UK will suffer under all likely Brexit outcomes
A new study from the American think tank, the RAND Corporation projects that the UK economy is likely to suffer under the most probable post-Brexit trade scenarios.
The study also highlights how little power the UK has in the Brexit talks compared to the EU due to the fact that the UK has much more to lose.
Leaving the EU with no deal and operating under World Trade Organization (WTO) rules would lead to the greatest economic loss for the UK, reducing GDP by nearly 5 percent, or $140 billion, 10 years after Brexit, compared with EU membership.

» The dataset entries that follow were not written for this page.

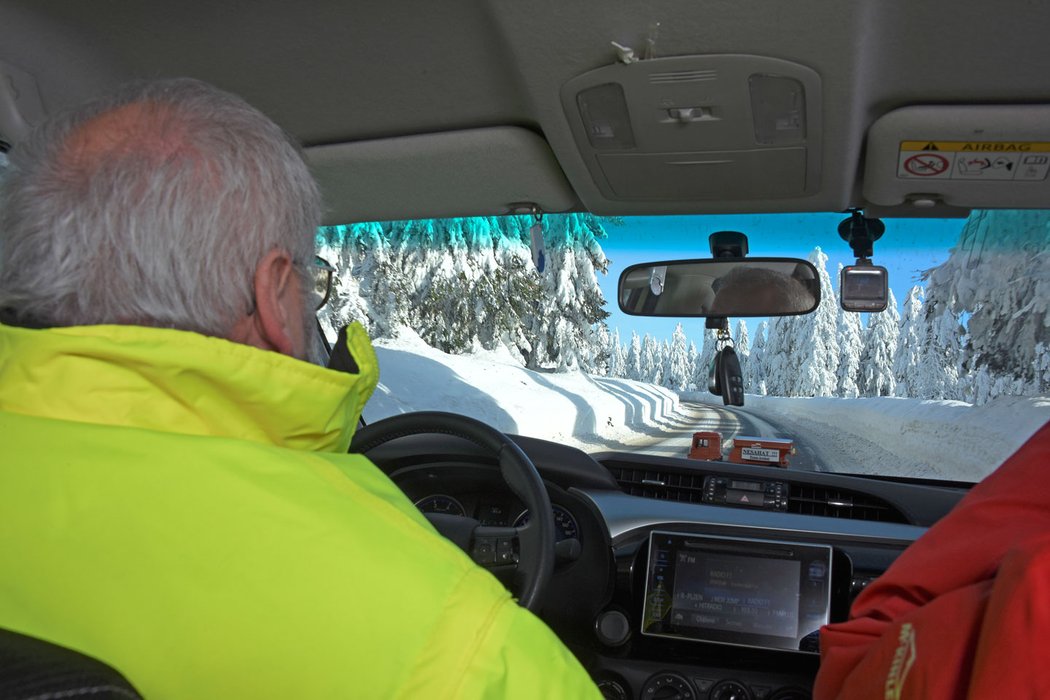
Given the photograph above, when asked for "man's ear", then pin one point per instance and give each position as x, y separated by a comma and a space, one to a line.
276, 323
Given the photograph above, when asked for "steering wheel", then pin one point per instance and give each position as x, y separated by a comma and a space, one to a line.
489, 547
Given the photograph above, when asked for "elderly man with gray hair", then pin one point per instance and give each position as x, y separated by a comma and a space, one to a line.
176, 496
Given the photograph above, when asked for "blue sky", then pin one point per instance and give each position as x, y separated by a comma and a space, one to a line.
907, 248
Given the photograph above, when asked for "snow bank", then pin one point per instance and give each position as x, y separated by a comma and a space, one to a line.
937, 439
579, 409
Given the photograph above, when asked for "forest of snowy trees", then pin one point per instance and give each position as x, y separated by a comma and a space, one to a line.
969, 332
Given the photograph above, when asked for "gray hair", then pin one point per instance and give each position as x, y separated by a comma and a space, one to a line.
168, 240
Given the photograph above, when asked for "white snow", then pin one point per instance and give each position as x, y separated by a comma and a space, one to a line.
886, 436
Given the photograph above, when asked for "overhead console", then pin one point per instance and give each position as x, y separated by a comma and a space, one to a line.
698, 127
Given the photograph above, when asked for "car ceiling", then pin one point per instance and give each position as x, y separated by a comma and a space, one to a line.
456, 107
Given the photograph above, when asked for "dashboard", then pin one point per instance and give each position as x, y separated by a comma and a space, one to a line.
684, 578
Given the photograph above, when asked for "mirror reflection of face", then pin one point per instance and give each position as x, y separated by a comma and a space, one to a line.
720, 288
743, 290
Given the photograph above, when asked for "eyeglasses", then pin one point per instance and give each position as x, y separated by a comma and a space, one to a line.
321, 272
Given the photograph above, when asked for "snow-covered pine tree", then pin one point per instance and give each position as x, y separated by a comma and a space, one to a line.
634, 369
880, 346
570, 300
781, 346
652, 360
910, 344
677, 369
754, 372
936, 375
617, 357
740, 340
817, 349
694, 356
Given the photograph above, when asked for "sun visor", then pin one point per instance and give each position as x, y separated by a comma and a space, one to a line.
461, 173
958, 155
698, 127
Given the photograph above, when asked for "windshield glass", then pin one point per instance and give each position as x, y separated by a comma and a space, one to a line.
513, 320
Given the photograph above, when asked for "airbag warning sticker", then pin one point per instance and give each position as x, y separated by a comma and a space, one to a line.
973, 160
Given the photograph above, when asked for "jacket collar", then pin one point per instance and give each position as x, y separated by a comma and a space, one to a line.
176, 381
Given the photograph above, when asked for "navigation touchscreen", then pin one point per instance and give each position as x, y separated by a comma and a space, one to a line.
751, 592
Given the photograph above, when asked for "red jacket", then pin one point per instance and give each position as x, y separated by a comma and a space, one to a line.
965, 611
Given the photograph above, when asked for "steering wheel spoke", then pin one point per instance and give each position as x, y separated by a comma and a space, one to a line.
528, 551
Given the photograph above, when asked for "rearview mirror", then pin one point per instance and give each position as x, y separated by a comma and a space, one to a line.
720, 288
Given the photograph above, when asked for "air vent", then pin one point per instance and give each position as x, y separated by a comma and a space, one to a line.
803, 499
683, 77
664, 485
813, 500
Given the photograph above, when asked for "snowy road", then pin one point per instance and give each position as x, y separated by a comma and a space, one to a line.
730, 422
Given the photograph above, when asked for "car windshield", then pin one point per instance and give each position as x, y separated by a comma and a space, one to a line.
513, 320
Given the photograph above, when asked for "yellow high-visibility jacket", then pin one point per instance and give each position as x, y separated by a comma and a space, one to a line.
183, 508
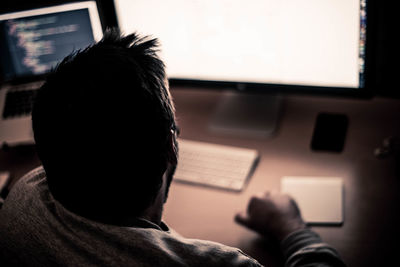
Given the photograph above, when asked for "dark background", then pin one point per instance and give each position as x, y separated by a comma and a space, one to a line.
382, 33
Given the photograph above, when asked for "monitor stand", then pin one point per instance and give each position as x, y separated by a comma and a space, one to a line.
247, 115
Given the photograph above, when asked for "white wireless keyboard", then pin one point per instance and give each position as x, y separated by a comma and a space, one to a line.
214, 165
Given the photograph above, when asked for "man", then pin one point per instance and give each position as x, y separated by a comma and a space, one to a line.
105, 132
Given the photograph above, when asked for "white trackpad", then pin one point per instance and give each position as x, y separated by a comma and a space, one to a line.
320, 199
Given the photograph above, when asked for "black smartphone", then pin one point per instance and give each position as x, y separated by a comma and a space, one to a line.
330, 132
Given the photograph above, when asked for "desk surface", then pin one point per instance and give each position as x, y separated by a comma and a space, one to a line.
370, 231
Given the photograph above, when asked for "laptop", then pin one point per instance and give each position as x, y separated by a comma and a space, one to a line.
32, 42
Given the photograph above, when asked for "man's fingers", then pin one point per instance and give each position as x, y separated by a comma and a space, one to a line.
241, 218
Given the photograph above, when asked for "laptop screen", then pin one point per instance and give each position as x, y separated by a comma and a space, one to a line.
33, 42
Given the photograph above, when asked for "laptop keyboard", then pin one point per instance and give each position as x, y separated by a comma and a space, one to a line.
18, 103
213, 165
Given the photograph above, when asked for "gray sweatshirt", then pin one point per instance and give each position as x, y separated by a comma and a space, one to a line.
36, 230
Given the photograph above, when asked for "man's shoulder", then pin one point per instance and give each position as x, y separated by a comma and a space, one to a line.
209, 253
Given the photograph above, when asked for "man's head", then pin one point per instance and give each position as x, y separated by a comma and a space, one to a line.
104, 128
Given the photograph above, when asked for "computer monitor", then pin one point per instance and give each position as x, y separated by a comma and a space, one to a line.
268, 46
32, 42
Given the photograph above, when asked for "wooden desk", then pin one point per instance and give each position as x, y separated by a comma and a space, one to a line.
370, 231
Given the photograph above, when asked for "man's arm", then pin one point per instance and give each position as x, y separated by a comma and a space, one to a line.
277, 215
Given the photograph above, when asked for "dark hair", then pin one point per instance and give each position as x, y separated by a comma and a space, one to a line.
103, 124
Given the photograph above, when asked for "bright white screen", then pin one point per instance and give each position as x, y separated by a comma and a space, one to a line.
308, 42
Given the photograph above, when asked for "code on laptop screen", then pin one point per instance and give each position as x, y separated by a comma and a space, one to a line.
33, 45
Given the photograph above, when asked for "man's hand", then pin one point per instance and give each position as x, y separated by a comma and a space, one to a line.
272, 215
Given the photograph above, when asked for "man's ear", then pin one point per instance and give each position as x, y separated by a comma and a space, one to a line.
173, 148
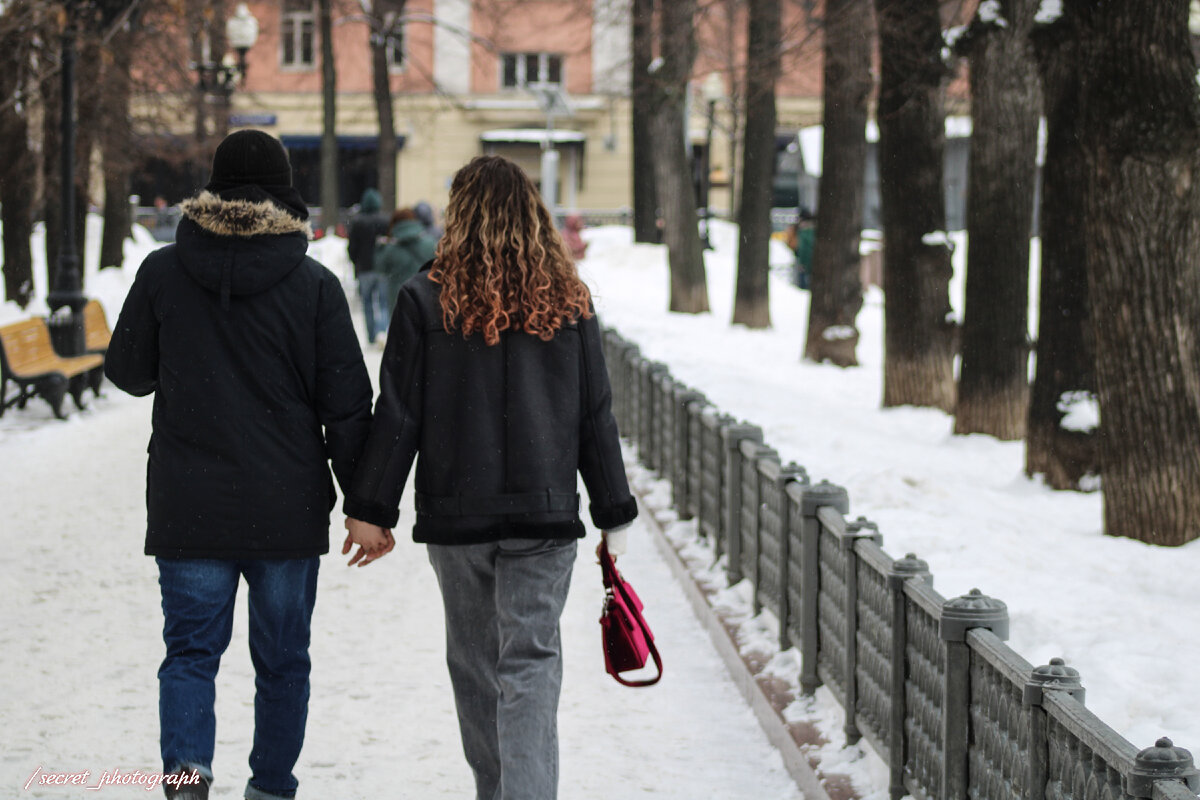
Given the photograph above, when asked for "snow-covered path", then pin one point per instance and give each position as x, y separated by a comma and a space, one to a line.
79, 647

Researchers at RAND built an economic model to measure the percentage and monetary changes in GDP growth, GDP per capita, trade and foreign direct investment for the UK, EU and US across the eight trade scenarios.

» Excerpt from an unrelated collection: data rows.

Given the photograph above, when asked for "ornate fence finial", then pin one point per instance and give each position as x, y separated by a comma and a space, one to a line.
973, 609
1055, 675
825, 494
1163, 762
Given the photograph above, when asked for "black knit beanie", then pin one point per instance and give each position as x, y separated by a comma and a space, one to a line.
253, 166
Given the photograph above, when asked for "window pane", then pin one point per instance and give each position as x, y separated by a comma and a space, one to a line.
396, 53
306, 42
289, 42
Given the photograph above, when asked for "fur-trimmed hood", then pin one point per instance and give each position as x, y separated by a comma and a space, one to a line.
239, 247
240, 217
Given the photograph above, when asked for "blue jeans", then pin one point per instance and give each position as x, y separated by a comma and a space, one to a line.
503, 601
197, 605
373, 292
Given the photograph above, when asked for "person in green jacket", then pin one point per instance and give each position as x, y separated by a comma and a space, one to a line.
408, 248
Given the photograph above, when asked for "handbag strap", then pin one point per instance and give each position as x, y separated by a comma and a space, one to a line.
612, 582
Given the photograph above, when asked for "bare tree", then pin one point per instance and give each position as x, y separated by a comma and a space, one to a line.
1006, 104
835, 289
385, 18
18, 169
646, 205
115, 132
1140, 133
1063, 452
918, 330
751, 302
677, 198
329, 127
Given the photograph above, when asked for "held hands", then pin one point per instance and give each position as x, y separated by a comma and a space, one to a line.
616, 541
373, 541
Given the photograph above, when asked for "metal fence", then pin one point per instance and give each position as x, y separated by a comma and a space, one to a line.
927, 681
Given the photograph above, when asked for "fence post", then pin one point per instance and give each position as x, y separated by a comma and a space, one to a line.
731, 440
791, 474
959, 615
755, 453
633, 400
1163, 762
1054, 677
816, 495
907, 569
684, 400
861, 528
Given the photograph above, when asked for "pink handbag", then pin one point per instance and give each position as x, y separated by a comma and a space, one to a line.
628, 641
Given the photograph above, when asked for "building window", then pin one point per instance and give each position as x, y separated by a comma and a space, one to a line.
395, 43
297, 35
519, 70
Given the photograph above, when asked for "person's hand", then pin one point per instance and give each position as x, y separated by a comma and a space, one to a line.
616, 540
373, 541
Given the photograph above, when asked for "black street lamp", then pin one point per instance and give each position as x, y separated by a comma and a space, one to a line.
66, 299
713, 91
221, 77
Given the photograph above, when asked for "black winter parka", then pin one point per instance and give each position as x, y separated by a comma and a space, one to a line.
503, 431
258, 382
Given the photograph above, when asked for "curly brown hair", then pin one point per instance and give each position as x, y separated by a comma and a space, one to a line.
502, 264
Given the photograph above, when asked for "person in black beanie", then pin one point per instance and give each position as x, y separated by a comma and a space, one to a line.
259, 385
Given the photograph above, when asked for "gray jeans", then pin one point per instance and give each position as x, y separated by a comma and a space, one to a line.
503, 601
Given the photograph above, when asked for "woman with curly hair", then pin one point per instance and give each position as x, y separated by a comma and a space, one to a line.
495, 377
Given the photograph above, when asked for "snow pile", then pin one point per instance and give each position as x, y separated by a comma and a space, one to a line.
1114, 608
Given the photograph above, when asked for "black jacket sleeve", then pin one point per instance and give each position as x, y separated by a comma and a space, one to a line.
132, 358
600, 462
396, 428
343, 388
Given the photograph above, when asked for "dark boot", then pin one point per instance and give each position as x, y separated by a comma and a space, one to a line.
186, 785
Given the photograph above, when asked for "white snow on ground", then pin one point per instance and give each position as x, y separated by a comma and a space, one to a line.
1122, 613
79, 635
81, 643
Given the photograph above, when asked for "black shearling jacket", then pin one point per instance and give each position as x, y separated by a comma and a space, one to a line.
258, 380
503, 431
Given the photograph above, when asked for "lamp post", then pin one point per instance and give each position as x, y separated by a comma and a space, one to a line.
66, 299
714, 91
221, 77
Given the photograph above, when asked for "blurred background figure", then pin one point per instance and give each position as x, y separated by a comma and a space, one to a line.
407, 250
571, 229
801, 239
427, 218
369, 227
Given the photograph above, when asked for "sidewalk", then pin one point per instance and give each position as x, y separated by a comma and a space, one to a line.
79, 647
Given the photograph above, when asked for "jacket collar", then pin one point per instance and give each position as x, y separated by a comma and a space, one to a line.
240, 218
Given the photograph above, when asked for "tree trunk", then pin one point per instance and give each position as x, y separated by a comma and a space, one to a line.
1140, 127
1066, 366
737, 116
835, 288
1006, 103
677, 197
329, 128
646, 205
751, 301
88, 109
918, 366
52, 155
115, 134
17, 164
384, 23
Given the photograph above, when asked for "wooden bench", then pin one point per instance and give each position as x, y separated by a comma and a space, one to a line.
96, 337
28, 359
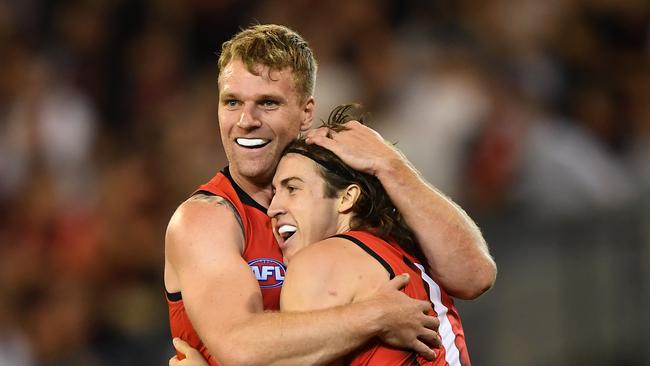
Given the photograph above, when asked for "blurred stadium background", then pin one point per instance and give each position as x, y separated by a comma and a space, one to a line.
534, 115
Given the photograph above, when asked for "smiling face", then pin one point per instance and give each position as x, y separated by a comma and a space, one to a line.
259, 115
300, 212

The WTO outcome would likely move the UK further from EU standards and over time and significantly increase non-tariff barriers, harm the ability of UK businesses to sell goods and services to EU countries.
This is bad as the service sector dominates the UK economy, contributing to around 80 percent of GDP.
The EU would also lose out under the WTO scenario, but the effect is relatively minor—a 0.7 percent drop in GDP 10 years after Brexit.
Of the scenarios analysed, the most beneficial to the UK economy would be a trilateral UK-EU-US agreement, a TTIP-like agreement under which UK GDP would be 2.2 percent higher—or 7.1 percentage points better than under the WTO rules scenario. This is even slightly better than continued EU membership. The EU and US are also forecast to make significant economic gains under this trade scenario.
However, a TTIP-like arrangement is seen as very unlikely in the current political environment on both sides of the Atlantic.
Other trade scenarios could be better for the UK than WTO rules but still lead to economic losses compared with EU membership.
These include ‘hard Brexit’ scenarios, such as a UK-EU free trade agreement (net UK GDP decline of 1.9 percent 10 years after Brexit), UK-US free trade agreement (2.5 percent decline) or UK-EU transitional zero-tariff agreement (2.1 percent decline), and ‘soft Brexit’ scenarios, such as the Norway option (1.7 percent decline), Switzerland option (2.4 percent decline) or remaining part of the Customs Union (1.8 percent decline).
The analysis clearly shows that the UK will be economically worse-off outside of the EU under most trade scenarios. The key question for the UK is how much worse-off,
said Charles Ries, Vice President, International at RAND and lead author of the report.
It is in the best interests of the UK, and to a lesser extent the EU, to achieve some sort of open trading and investment relationship post-Brexit.
The study used game theory insights to create a better understanding of how a wide variety of factors might affect the outcome of the Brexit negotiations between the UK and EU.
Based on these insights, the report recommends that the UK seek to move away from a ‘zero-sum game’ and towards a ‘positive sum game’ as negotiations proceed, to ensure the best possible deal for all parties. A UK strategy of trying to pick apart European unity would be unlikely to work since it is in the best interests of all EU member states to work together.
The EU is likely to engage with the UK during Brexit negotiations, but may see the benefit in adopting a ‘zero sum game’ approach. Europe’s top political priority is to discourage other member states from withdrawing.
Based on our insights, it is in the best interests of the UK to cooperate with its EU partners to find a new relationship with Europe. This would preserve economic benefits for both sides, but also give the UK the freedom from EU rules which it seeks. However, the EU is likely to want to ensure that it does not give too much away to the UK during negotiations, and may seek to adopt a ‘zero sum game’ approach to preserve the union.